Bulgaria suspends AstraZeneca vaccine
Bulgaria on Friday suspended the use of AstraZeneca's COVID-19 vaccine as it investigated the death of a woman with several underlying conditions who received the jab this week.
The temporary suspension follows other countries in Europe, including Denmark, Iceland and Norway, which paused AstraZeneca vaccinations over safety concerns.
"I order a halt in vaccinations with the AstraZeneca vaccine until the European Medicines Agency dismisses all doubts about its safety," said a government press service statement quoting Prime Minister Boyko Borisov.
The prime minister requested "a written statement with an accurate and clearly confirmed diagnosis—can we or can we not administer it", the statement added.
Health Minister Kostadin Angelov said the halt was in response to the death of a woman in the central city of Plovdiv.
Angelov said the 57-year-old woman passed away at 3:00 am Friday after receiving the jab around noon on Thursday.
The woman, who had multiple underlying conditions—including coronary disease and a bypass surgery—was reportedly feeling well after the vaccination itself but suffered from "acute suffocation".
Though an initial probe suggested that she died from heart failure and an autopsy found no link with the vaccination, the AstraZeneca inoculation would be suspended at least until the final results of the autopsy next week, Angelov said.

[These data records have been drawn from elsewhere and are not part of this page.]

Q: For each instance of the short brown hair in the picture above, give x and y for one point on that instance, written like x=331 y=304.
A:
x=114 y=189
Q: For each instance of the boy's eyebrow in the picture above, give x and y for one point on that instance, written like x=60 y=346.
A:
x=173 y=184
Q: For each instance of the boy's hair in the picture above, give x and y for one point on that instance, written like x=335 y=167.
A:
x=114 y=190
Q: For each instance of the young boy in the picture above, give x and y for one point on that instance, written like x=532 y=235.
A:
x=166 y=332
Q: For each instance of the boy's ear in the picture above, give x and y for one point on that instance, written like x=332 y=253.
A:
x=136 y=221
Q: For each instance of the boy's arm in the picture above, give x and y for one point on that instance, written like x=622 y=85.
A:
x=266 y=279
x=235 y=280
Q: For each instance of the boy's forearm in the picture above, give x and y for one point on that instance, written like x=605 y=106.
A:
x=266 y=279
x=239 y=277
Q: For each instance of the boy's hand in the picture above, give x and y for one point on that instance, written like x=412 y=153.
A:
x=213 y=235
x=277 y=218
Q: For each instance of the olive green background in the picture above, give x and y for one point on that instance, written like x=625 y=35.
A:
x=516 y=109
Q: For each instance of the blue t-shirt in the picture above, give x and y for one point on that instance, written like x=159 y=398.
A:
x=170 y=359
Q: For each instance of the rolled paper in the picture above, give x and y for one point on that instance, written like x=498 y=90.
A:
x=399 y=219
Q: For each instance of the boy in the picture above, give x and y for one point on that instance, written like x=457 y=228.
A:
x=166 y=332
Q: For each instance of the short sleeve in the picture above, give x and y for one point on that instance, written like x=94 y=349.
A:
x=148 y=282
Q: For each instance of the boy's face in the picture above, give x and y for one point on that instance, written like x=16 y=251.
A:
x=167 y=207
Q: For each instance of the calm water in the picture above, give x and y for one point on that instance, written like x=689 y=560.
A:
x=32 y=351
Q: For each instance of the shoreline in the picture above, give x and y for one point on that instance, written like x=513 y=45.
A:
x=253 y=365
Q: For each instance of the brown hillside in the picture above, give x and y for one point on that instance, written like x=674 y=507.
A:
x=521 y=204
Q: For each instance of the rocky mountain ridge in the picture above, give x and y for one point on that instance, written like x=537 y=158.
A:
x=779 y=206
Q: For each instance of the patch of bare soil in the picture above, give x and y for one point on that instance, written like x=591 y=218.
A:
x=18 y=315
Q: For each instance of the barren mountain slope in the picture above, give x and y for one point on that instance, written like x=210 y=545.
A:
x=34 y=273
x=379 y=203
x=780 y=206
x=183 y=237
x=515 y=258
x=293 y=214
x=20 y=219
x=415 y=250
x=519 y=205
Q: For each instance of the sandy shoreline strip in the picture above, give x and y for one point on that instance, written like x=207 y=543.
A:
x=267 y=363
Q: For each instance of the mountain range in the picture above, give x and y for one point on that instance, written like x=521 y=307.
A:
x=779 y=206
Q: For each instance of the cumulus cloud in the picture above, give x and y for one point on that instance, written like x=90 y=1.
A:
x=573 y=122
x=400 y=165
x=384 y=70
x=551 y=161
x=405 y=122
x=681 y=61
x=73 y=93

The EMA said Thursday that countries can keep using AstraZeneca's vaccine while it probes cases of blood clots that prompted suspension of particular batches of the vaccine or all of the company's jabs in several countries.
Bulgaria falls last among EU countries in terms of its vaccination rate with only 270,000 people, or 3.9 percent, of the population receiving at least one dose so far.
The country has ordered far more AstraZeneca vaccines than Pfizer/BioNtech and Moderna doses.
It was mainly using the AstraZeneca vaccine in recent weeks after deciding to scrap prioritisation lists and offer jabs to anyone willing to take them.